SCIENZA / La sedia a rotelle controllata con la mente

È l’impresa compiuta da una scimmia grazie a una neuroprotesi impiantata nel cervello

Cosa hanno da spartire una sedia a rotelle con motore elettrico e una scimmia della specie “macaco”? Nulla, verrebbe da dire di getto. Ma non è così. Ci potrebbe capitare, infatti, di imbatterci in una scena surreale, ma… realissima! Vedremmo allora la simpatica scimmia, nelle vesti di uno spericolato “pilota”, guidare con la sola mente, in modalità wireless, la carrozzina elettrica su cui è seduta e riuscire così a compiere un breve percorso, in un ambiente chiuso, per raggiungere un cesto di gustosissima frutta! No, non si tratta di fantasia galoppante, ma di un recente esperimento (pubblicato sulla rivista “Scientific Reports”), condotto con successo dal team di Miguel Nicolelis, della Duke University a Durham, nel North Carolina, e da colleghi brasiliani e statunitensi. In sintesi, dunque, grazie ad una neuroprotesi impiantata nel cervello, alcuni macachi sono riusciti a guidare in modalità wireless una sedia a rotelle motorizzata, spostandosi da una stanza all’altra e raggiungendo intenzionalmente della frutta. Il risultato ottenuto rappresenta sicuramente un importante progresso, in vista della realizzazione di dispositivi che possano rendere sempre più autonomi nei movimenti i soggetti paraplegici o tetraplegici.

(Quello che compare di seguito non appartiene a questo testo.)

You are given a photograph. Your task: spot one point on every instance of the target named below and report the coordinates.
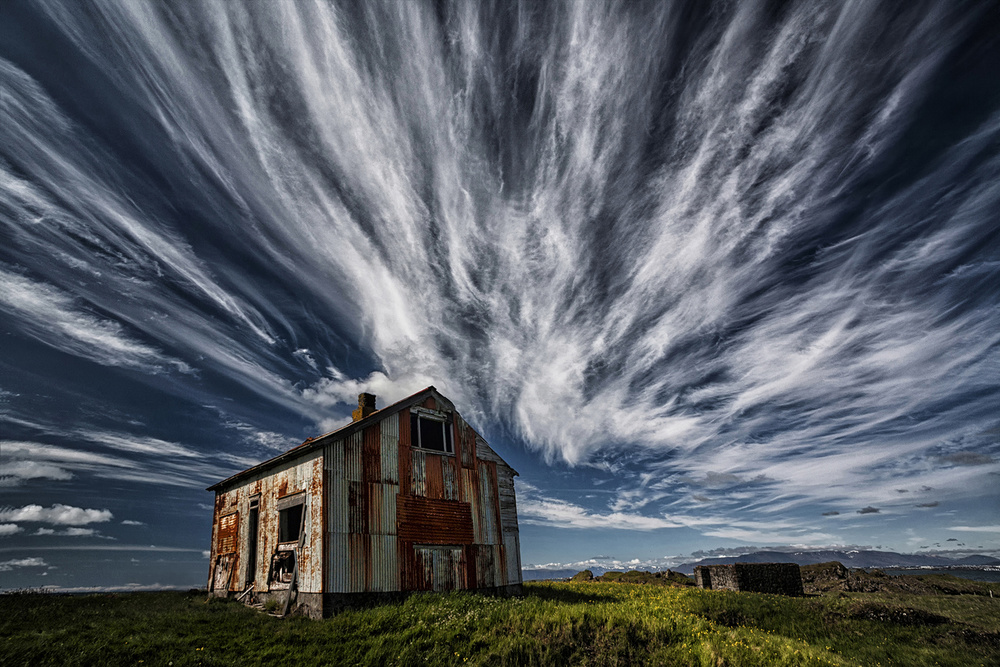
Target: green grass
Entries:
(555, 623)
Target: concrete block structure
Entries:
(775, 578)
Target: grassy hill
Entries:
(588, 623)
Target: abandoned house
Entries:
(406, 498)
(774, 578)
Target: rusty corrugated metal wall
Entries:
(380, 514)
(401, 518)
(231, 527)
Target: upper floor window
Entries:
(431, 433)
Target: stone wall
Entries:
(775, 578)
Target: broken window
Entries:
(282, 567)
(290, 509)
(430, 433)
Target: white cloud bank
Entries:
(58, 514)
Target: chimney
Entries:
(366, 406)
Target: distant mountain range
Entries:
(854, 559)
(865, 559)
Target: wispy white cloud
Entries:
(739, 320)
(58, 514)
(976, 529)
(49, 315)
(8, 565)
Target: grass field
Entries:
(554, 624)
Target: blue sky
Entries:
(709, 276)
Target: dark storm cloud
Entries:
(701, 245)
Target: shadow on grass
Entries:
(554, 594)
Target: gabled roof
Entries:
(312, 444)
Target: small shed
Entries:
(775, 578)
(406, 498)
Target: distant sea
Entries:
(975, 575)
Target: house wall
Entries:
(381, 517)
(404, 519)
(302, 475)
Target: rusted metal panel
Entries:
(333, 457)
(338, 506)
(441, 568)
(512, 551)
(418, 472)
(470, 490)
(405, 453)
(371, 454)
(487, 508)
(296, 476)
(385, 563)
(434, 521)
(353, 446)
(382, 508)
(449, 485)
(508, 503)
(435, 481)
(338, 569)
(357, 507)
(229, 533)
(389, 450)
(359, 562)
(467, 443)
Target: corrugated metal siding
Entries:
(441, 568)
(359, 578)
(434, 521)
(382, 509)
(229, 529)
(383, 516)
(338, 579)
(337, 508)
(389, 450)
(512, 551)
(372, 453)
(352, 457)
(508, 503)
(385, 563)
(303, 475)
(435, 479)
(488, 516)
(418, 472)
(364, 554)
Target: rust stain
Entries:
(433, 521)
(371, 454)
(435, 480)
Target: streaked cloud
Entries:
(7, 529)
(8, 565)
(51, 316)
(58, 514)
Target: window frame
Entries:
(285, 504)
(443, 418)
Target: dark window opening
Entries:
(252, 529)
(290, 523)
(430, 434)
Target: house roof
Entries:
(312, 444)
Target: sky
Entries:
(709, 275)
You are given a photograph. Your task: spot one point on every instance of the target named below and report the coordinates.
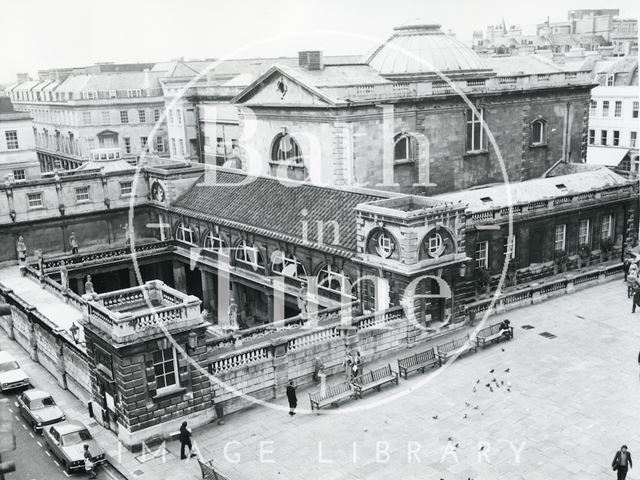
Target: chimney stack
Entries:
(311, 60)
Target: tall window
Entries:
(184, 233)
(12, 139)
(475, 133)
(405, 148)
(213, 242)
(583, 232)
(288, 266)
(330, 278)
(509, 247)
(165, 368)
(560, 237)
(482, 254)
(538, 132)
(286, 149)
(617, 112)
(82, 194)
(607, 226)
(34, 199)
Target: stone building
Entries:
(105, 110)
(18, 159)
(392, 122)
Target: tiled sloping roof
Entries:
(535, 190)
(276, 207)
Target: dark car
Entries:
(39, 409)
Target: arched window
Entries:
(288, 266)
(213, 242)
(185, 234)
(331, 279)
(381, 243)
(286, 150)
(247, 255)
(538, 132)
(405, 148)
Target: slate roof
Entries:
(535, 190)
(271, 207)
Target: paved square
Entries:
(573, 400)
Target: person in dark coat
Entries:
(622, 462)
(636, 300)
(291, 396)
(185, 441)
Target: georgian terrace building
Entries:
(104, 110)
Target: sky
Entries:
(37, 34)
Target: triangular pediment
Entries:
(280, 86)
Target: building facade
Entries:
(18, 158)
(81, 111)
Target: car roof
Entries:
(35, 394)
(6, 356)
(69, 427)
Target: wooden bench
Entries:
(492, 334)
(374, 379)
(332, 395)
(418, 361)
(458, 346)
(209, 471)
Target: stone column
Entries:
(179, 277)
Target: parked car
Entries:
(39, 409)
(66, 442)
(11, 376)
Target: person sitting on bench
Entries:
(505, 329)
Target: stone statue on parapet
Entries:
(22, 250)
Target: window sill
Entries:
(475, 153)
(169, 392)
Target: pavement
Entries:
(569, 400)
(54, 308)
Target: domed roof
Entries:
(419, 48)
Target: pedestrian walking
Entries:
(635, 300)
(622, 462)
(89, 466)
(291, 396)
(347, 364)
(359, 364)
(625, 267)
(185, 441)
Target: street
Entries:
(33, 460)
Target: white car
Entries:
(11, 376)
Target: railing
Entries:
(82, 260)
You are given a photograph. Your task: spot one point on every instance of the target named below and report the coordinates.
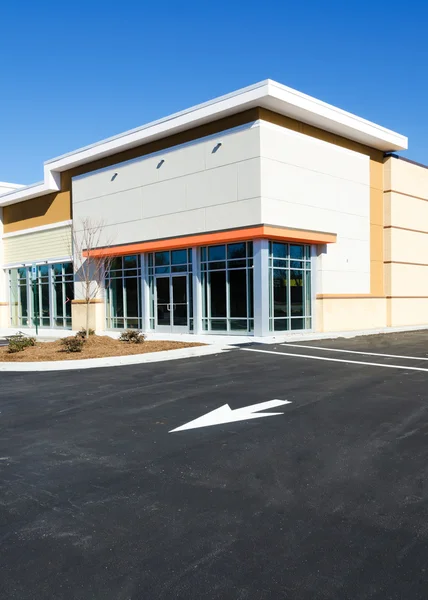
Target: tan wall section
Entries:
(406, 178)
(96, 315)
(402, 245)
(40, 245)
(407, 311)
(46, 210)
(408, 280)
(406, 242)
(4, 315)
(376, 188)
(350, 314)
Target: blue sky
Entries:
(73, 73)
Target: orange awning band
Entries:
(218, 237)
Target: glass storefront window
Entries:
(171, 292)
(290, 284)
(49, 297)
(123, 293)
(227, 288)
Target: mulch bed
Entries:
(95, 347)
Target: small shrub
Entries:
(82, 333)
(18, 342)
(132, 336)
(73, 344)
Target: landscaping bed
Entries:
(94, 347)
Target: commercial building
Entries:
(260, 212)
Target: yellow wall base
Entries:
(407, 311)
(4, 315)
(350, 314)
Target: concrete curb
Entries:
(114, 361)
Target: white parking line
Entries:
(354, 352)
(352, 362)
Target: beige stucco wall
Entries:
(38, 246)
(349, 314)
(407, 311)
(96, 315)
(406, 242)
(4, 315)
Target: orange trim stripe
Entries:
(218, 237)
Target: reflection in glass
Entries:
(290, 295)
(217, 252)
(227, 282)
(238, 293)
(218, 293)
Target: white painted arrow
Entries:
(225, 414)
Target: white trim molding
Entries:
(38, 229)
(46, 261)
(266, 94)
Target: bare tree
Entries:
(90, 272)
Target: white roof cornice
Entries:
(266, 94)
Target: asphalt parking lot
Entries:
(101, 499)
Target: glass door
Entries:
(163, 304)
(180, 321)
(172, 304)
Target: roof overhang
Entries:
(266, 94)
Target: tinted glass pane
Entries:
(296, 264)
(131, 286)
(308, 293)
(116, 264)
(236, 264)
(238, 293)
(160, 270)
(23, 300)
(250, 293)
(218, 293)
(297, 251)
(164, 314)
(179, 257)
(116, 298)
(180, 315)
(296, 292)
(236, 251)
(162, 289)
(44, 271)
(280, 324)
(132, 323)
(130, 262)
(297, 323)
(279, 250)
(281, 263)
(204, 294)
(179, 290)
(45, 304)
(218, 325)
(69, 295)
(280, 300)
(161, 258)
(214, 266)
(216, 252)
(59, 305)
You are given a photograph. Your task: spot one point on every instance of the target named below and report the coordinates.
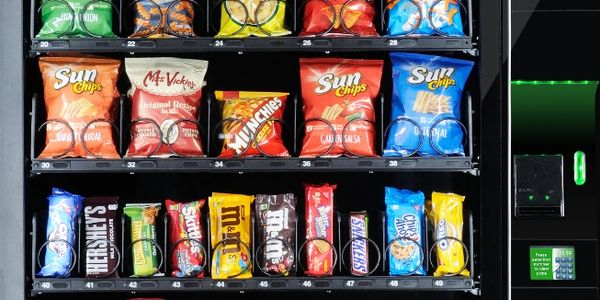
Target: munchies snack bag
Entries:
(77, 91)
(319, 224)
(338, 106)
(230, 221)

Ma scendiamo un po’ più nei particolari dell’incredibile esperimento. Le neuroprotesi sono dispositivi in grado di “raccogliere” l’attività cerebrale di un soggetto – mediante alcuni elettrodi impiantati nel cranio – e di tradurla nel movimento di un arto meccanico. Negli ultimi anni, la ricerca in questo settore – in cui il gruppo di Nicolelis vanta una consolidata esperienza e competenza – ha fatto enormi progressi, ma mai prima d’ora si era tentato di sfruttare questo tipo di interfacce neurali per provare a muovere un corpo intero nello spazio. Un’attività del genere, infatti, richiede un notevole salto di qualità nella decodifica dei segnali neurali associati alla percezione visivo-spaziale di un soggetto e alla sua intenzione di muoversi in una certa direzione.

I ricercatori del team sono partiti dall’idea di collegare l’interfaccia neurale (già sviluppata in passato) a una sedia a rotelle, cioè al principale ausilio per gli spostamenti impiegato dalle persone con danni spinali. La scelta inoltre è stata motivata dal risultato di altre ricerche, secondo cui fino al 70% dei soggetti paralizzati sarebbe disposto a sottoporsi ad un impianto neurale permanente, a patto che esso consenta un maggior controllo dei dispositivi di deambulazione. Oggi, i modelli più evoluti di sedia a rotelle sono dotati di motore elettrico e possono essere guidati con la sola mano, muovendo un joystick. L’obiettivo dei ricercatori, quindi, era abbastanza semplice, almeno in linea di principio: bypassare la mano e il joystick e collegare direttamente il cervello dell’utente con i circuiti elettrici del sistema di guida della sedia. In una prima fase dell’esperimento, Nicolelis e colleghi hanno utilizzato alcuni esemplari di “macaco rhesus”, inserendo nella loro corteccia cerebrale un impianto permanente di elettrodi. In seguito, quegli animali sono stati addestrati a guidare una normale sedia a rotelle motorizzata in un ambiente chiuso, per raggiungere della frutta. Grazie agli elettrodi innestati, quindi, i ricercatori sono riusciti a registrare e decodificare degli schemi di attivazione neurale durante tutte le fasi dell’addestramento. Nella seconda fase dell’esperimento, il team ha collegato la protesi neurale, opportunamente programmata secondo le istruzioni ricavate nella prima fase, direttamente e in modalità wireless, al sistema di guida della sedia, abituando però le scimmie a fare a meno del joystick. Col tempo, gli animali hanno imparato a gestire in modo soddisfacente la sedia a rotelle per raggiungere la frutta, anche partendo da una certa distanza, dimostrando così la capacità dell’interfaccia neuroprotesica di correlare correttamente i segnali cerebrali specifici all’intenzione di raggiungere l’obiettivo, alla risposta agli input ambientali e al movimento dell’intero corpo nello spazio. Questo incredibile esperimento, condotto con successo, apre dunque interessanti prospettive nell’applicazione di interfacce neuroprotesiche al movimento dell’intero corpo, rafforzando la speranza che, in un futuro non troppo lontano, essa possano essere utilizzate anche nei soggetti umani con problemi di movimento degli arti.